Independence County's Magness works to preserve railroad history

Three Rivers
By Michelle Wallace
    Sunday July 31, 2005
    The railroad has been a major part of life in Magness since its beginning, and townsfolk are now working to preserve this important piece of history.
    Located in east central Independence County, the small community came to life when the rails came through in the late 1800s.
    "The town was established in the 1800s when the railroad came through," Mayor John Hall said. This was around 1883.
   Those living in the area wanted the community that sprang up around the tracks to be called Magness in honor of Col. Morgan Magness, a prominent landowner, and his son William, who helped secure the right away for the railroad. The community was incorporated as the town of Magness in 1906 after being denied once for the request.
   "They celebrated by shooting anvils; "Hall said, as he flipped through a book chronicling the history of the area.
   By then Magness bustled with life. There were businesses, a school and, of course, a depot.
   "Magness used to be a lively town," Hall said, adding that the town of 191 was populated with upwards of 300 people in earlier years.
   A couple of the first businesses in town were Aldridge and Company, a general store at the turn of the century that became Ladd and Lewis in 1904. Other merchants in the first several decades of the 20th century were W.H. Gennis, Aldridge and Tomlinson, J.L. Brogdon, Snapp and Smith, Hilbert Jones, R.C.. Door Merchantile Company, B.A. Smith Merchantile, A.F. Miller and Company, Thomas Jones Dry Goods, Nora Freeze, who built a new building and went into the ladies' wear business in 1937; John Young General Store, Gardner Brothers Merchantile, Jim Troy, Duggar Merchantile, Yates Grocery, Fate Campbell and J.L. Carlton.
   "I remember this one," Hall said upon finding the name of the Carlton store in his history reference. The general store carried fish and tackle, clothing and gasoline.
   The Jones and Campbell stores were home to the town's post office, established around the turn of the century. Tom Waldrip was the first postmaster, and then the post office was located in Jones' store. until 1921. Jones served until his retirement in 1943, and then Campbell was appointed postmaster and the office was moved to his store. Campbell's business burned down in 1954 and the post office came under the leadership of M.C. Todd, who served until his death in 1973.
   Todd's post office was comprised of two buildings right on the railroad tracks. The Todd family lived in one part and the post office was in the other building. These structures now stand as one building that is currently a dwelling.
   Hall remembers Todd retrieving the mail from a hook near the tracks.
   "Not too long ago the pole was still there where they hooked the mail. Murmin Todd would go out there and get it."
   Hall kept the post office in town in later years when the building next to his house deteriorated and there was talk of leaving town.

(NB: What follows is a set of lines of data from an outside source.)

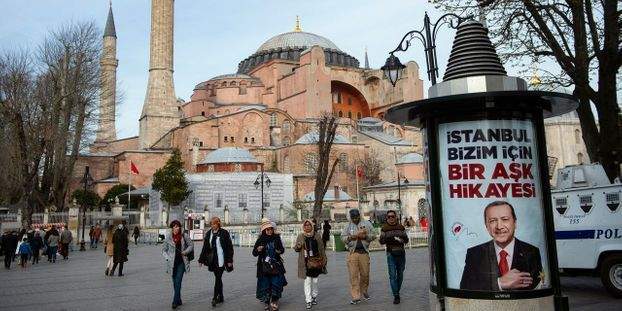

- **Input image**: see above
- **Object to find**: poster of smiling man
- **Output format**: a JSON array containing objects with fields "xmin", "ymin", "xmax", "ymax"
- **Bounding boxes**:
[{"xmin": 438, "ymin": 120, "xmax": 550, "ymax": 292}]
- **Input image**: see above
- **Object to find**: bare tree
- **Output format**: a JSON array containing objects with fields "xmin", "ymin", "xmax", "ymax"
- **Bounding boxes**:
[
  {"xmin": 0, "ymin": 22, "xmax": 101, "ymax": 226},
  {"xmin": 434, "ymin": 0, "xmax": 622, "ymax": 179},
  {"xmin": 313, "ymin": 113, "xmax": 339, "ymax": 219},
  {"xmin": 348, "ymin": 149, "xmax": 386, "ymax": 188}
]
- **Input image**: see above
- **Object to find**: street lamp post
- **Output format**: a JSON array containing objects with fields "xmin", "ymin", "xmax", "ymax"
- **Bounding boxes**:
[
  {"xmin": 253, "ymin": 164, "xmax": 272, "ymax": 219},
  {"xmin": 380, "ymin": 12, "xmax": 470, "ymax": 86},
  {"xmin": 397, "ymin": 170, "xmax": 408, "ymax": 223},
  {"xmin": 80, "ymin": 166, "xmax": 93, "ymax": 252}
]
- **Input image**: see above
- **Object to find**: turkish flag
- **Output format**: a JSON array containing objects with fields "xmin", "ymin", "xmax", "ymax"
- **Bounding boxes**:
[
  {"xmin": 356, "ymin": 167, "xmax": 363, "ymax": 178},
  {"xmin": 130, "ymin": 161, "xmax": 139, "ymax": 175}
]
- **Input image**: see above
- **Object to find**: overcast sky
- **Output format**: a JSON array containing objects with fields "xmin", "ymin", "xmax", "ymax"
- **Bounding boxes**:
[{"xmin": 0, "ymin": 0, "xmax": 536, "ymax": 138}]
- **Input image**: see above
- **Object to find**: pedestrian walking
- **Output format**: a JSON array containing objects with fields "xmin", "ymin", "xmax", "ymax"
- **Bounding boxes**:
[
  {"xmin": 2, "ymin": 230, "xmax": 17, "ymax": 270},
  {"xmin": 294, "ymin": 219, "xmax": 326, "ymax": 309},
  {"xmin": 108, "ymin": 224, "xmax": 130, "ymax": 276},
  {"xmin": 104, "ymin": 225, "xmax": 114, "ymax": 276},
  {"xmin": 322, "ymin": 219, "xmax": 332, "ymax": 249},
  {"xmin": 93, "ymin": 224, "xmax": 102, "ymax": 248},
  {"xmin": 379, "ymin": 210, "xmax": 408, "ymax": 304},
  {"xmin": 60, "ymin": 227, "xmax": 73, "ymax": 260},
  {"xmin": 253, "ymin": 218, "xmax": 287, "ymax": 311},
  {"xmin": 11, "ymin": 230, "xmax": 18, "ymax": 262},
  {"xmin": 132, "ymin": 226, "xmax": 140, "ymax": 245},
  {"xmin": 30, "ymin": 230, "xmax": 43, "ymax": 265},
  {"xmin": 46, "ymin": 226, "xmax": 60, "ymax": 263},
  {"xmin": 199, "ymin": 217, "xmax": 233, "ymax": 307},
  {"xmin": 162, "ymin": 220, "xmax": 194, "ymax": 309},
  {"xmin": 89, "ymin": 226, "xmax": 95, "ymax": 248},
  {"xmin": 341, "ymin": 209, "xmax": 374, "ymax": 305},
  {"xmin": 17, "ymin": 235, "xmax": 32, "ymax": 269}
]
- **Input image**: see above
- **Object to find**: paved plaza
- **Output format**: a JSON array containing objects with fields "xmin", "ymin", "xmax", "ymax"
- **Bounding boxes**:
[{"xmin": 0, "ymin": 243, "xmax": 622, "ymax": 311}]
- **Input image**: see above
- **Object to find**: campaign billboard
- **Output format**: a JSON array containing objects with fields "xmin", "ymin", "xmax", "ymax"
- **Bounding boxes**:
[{"xmin": 437, "ymin": 119, "xmax": 551, "ymax": 292}]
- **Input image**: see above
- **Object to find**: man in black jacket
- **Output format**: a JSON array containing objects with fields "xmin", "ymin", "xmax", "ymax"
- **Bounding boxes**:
[
  {"xmin": 460, "ymin": 201, "xmax": 544, "ymax": 291},
  {"xmin": 199, "ymin": 217, "xmax": 233, "ymax": 307}
]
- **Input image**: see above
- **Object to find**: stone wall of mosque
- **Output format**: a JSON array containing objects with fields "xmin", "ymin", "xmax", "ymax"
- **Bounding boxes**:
[{"xmin": 187, "ymin": 172, "xmax": 293, "ymax": 223}]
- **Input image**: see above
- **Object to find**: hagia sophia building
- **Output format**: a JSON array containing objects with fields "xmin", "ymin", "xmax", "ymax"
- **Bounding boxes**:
[{"xmin": 71, "ymin": 0, "xmax": 587, "ymax": 224}]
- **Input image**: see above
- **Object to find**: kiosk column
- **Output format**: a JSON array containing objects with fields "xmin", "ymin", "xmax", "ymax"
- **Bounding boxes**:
[{"xmin": 387, "ymin": 21, "xmax": 577, "ymax": 310}]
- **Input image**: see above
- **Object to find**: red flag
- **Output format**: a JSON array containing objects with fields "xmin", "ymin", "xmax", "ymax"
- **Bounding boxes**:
[{"xmin": 130, "ymin": 161, "xmax": 139, "ymax": 175}]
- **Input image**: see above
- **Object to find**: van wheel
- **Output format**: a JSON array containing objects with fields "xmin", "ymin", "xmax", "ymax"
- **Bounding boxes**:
[{"xmin": 600, "ymin": 255, "xmax": 622, "ymax": 298}]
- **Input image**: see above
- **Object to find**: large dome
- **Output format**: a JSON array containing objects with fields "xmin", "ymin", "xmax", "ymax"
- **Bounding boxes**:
[
  {"xmin": 237, "ymin": 28, "xmax": 359, "ymax": 74},
  {"xmin": 257, "ymin": 31, "xmax": 340, "ymax": 52}
]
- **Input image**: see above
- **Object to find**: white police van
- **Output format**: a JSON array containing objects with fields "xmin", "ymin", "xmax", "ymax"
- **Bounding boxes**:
[{"xmin": 551, "ymin": 164, "xmax": 622, "ymax": 297}]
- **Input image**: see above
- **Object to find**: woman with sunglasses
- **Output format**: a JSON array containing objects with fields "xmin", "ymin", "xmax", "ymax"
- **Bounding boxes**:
[
  {"xmin": 162, "ymin": 220, "xmax": 194, "ymax": 309},
  {"xmin": 253, "ymin": 218, "xmax": 287, "ymax": 311},
  {"xmin": 294, "ymin": 219, "xmax": 326, "ymax": 310}
]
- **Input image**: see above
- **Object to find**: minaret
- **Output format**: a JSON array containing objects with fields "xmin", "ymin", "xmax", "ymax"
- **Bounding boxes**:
[
  {"xmin": 139, "ymin": 0, "xmax": 179, "ymax": 149},
  {"xmin": 95, "ymin": 2, "xmax": 119, "ymax": 142}
]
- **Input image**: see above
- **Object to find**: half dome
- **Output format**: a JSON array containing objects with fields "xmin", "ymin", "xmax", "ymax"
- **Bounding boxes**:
[{"xmin": 199, "ymin": 147, "xmax": 260, "ymax": 164}]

He and his wife purchased the land and leased it back to the postal service, which put a small modular building on the property. "So far we've still got a post office," Hall said, relieved his efforts worked.
   School was in session in Magness for around 100 years. A one-room school was among the slave quarters on Col. Magness' property on Big Creek, Hall said. The Magness School District was formed in 1875, with a new building constructed in 1905 for the 100 students. In 1949, Magness schools consolidated with Newark with the upper grades immediately attending classes in the nearby community and the elementary grades staying in Magness until 1954. The school district is now the newly-formed Center Ridge system.
   After the days of school in Magness were over, the building was a skating ring, a storage facility, and lastly was a youth shelter when the wood structure covered with fieldstone burned about 10 years ago.
  The old Yates Grocery store, a block building, is now the community center and city hall in Magness. In addition to town meetings, reunions and other gatherings are held there.
   The old railroad depot is still standing too, and once held city offices. Still in possession of the city, the depot may become a museum someday, or at least a monument of Magness' early days.
   "We would like to have it redone as a historical marker," Hall said.
   That's just one of the many big plans Hall has for his . hometown. He's seeking businesses to add to the few merchants in town, and is working on getting a sewer system installed.